Electrical Engineering Assoc. Prof. Xuejun Lu and his team are developing a new generation of night-vision devices that offer not only high sensitivity but also smaller size and simpler, more economical manufacturing process. Physics Prof. William Goodhue, director of UMass Lowell's Photonics Center, supported their initial development efforts with material growths.
“Today’s night-vision devices generally operate in shortwave infrared [SWIR] wavelengths,” says Lu. “Our goal is to come up with high-performance photodetectors and imaging arrays that cover both the SWIR and longwave infrared [LWIR] in the one- to two-micron and seven- to 14-micron spectral bands, respectively.”
He says current LWIR imaging systems need to be cooled down to 320 degrees Fahrenheit, the temperature of liquid nitrogen. This requires a cryogenic system, which is heavy, bulky and requires a lot of power.
“Our sensor -; a thermoelectrically cooled quantum-dot infrared photodetector array -; can operate at higher temperatures,” explains Lu.
The sensor uses indium arsenide quantum dots in an indium arsenide/gallium arsenide substrate, and costs much less than the current mercury-cadmium telluride LWIR detectors.
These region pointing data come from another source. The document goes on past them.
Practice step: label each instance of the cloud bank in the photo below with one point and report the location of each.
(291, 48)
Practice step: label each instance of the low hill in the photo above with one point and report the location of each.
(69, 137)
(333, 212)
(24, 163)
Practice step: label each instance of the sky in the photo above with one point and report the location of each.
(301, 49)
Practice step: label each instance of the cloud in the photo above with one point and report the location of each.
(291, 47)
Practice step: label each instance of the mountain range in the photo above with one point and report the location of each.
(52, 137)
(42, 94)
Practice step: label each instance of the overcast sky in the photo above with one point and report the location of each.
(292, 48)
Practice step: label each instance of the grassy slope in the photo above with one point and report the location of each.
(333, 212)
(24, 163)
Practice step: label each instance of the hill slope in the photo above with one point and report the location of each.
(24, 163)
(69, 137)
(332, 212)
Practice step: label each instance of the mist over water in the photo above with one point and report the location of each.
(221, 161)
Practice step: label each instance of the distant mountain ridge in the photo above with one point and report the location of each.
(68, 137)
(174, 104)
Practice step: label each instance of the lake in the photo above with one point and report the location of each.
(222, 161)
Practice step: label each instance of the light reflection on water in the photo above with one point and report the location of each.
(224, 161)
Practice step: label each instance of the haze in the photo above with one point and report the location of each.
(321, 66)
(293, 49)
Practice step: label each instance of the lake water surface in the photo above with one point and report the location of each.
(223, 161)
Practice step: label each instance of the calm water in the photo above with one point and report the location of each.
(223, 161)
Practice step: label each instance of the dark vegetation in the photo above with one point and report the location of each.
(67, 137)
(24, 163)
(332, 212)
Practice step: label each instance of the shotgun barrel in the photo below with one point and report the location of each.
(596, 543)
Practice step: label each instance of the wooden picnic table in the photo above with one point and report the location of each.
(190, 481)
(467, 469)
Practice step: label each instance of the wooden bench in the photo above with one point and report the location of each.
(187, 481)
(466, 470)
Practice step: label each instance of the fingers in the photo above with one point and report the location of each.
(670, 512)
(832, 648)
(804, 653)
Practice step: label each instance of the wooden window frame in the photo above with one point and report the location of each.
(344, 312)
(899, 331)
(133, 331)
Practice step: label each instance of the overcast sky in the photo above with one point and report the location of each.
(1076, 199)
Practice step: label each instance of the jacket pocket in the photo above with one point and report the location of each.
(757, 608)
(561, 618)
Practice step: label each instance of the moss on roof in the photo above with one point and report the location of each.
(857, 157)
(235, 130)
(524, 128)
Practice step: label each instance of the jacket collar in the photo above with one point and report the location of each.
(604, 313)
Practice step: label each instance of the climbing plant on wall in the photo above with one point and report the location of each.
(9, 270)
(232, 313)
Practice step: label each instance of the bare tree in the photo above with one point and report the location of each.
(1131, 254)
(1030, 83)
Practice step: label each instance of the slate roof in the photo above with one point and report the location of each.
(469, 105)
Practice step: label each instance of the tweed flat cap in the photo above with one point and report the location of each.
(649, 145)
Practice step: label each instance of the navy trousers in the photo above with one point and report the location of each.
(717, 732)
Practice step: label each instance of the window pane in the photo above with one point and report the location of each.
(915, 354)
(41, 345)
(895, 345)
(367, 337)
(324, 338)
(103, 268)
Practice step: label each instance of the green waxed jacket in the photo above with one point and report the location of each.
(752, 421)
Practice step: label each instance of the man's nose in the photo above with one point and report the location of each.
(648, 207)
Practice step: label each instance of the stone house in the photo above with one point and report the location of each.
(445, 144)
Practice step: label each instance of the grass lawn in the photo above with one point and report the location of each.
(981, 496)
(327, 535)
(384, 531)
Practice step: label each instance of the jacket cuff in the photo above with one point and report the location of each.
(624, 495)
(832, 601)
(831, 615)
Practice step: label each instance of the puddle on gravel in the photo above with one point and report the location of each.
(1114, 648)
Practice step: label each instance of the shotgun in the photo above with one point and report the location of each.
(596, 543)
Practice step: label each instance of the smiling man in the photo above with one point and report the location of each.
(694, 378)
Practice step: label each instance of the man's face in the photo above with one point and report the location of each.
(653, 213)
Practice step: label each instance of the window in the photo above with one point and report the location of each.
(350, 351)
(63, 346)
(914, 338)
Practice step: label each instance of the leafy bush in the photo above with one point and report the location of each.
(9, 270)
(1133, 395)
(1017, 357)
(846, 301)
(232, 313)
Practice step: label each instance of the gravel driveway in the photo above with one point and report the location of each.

Furthermore, the sensor’s electronic circuitry is made of carbon nanotubes that can be printed directly on the sensor’s surface at room temperatures, without using any photolithography equipment.
“This simplifies the fabrication process and helps reduce the size, weight and power consumption of the imaging system,” he says. “Potential applications of this technology include handheld biochemical sensing and medical diagnostics.”
Lu says they also developed thermoelectrically cooled SWIR sensors working at the same wavelengths as night-vision goggles.
“Longwave IR can pass through the atmosphere, whereas shortwave IR cannot,” he says. “That is why longwave IR is used more in space and airborne systems for thermal remote sensing, target tracking, discrimination, space exploration and imaging.”
Lu and his team have been working on their project for more than six years and are making continuous improvements. Their next step is to apply for a research grant so they can build a prototype of the device for night-vision applications.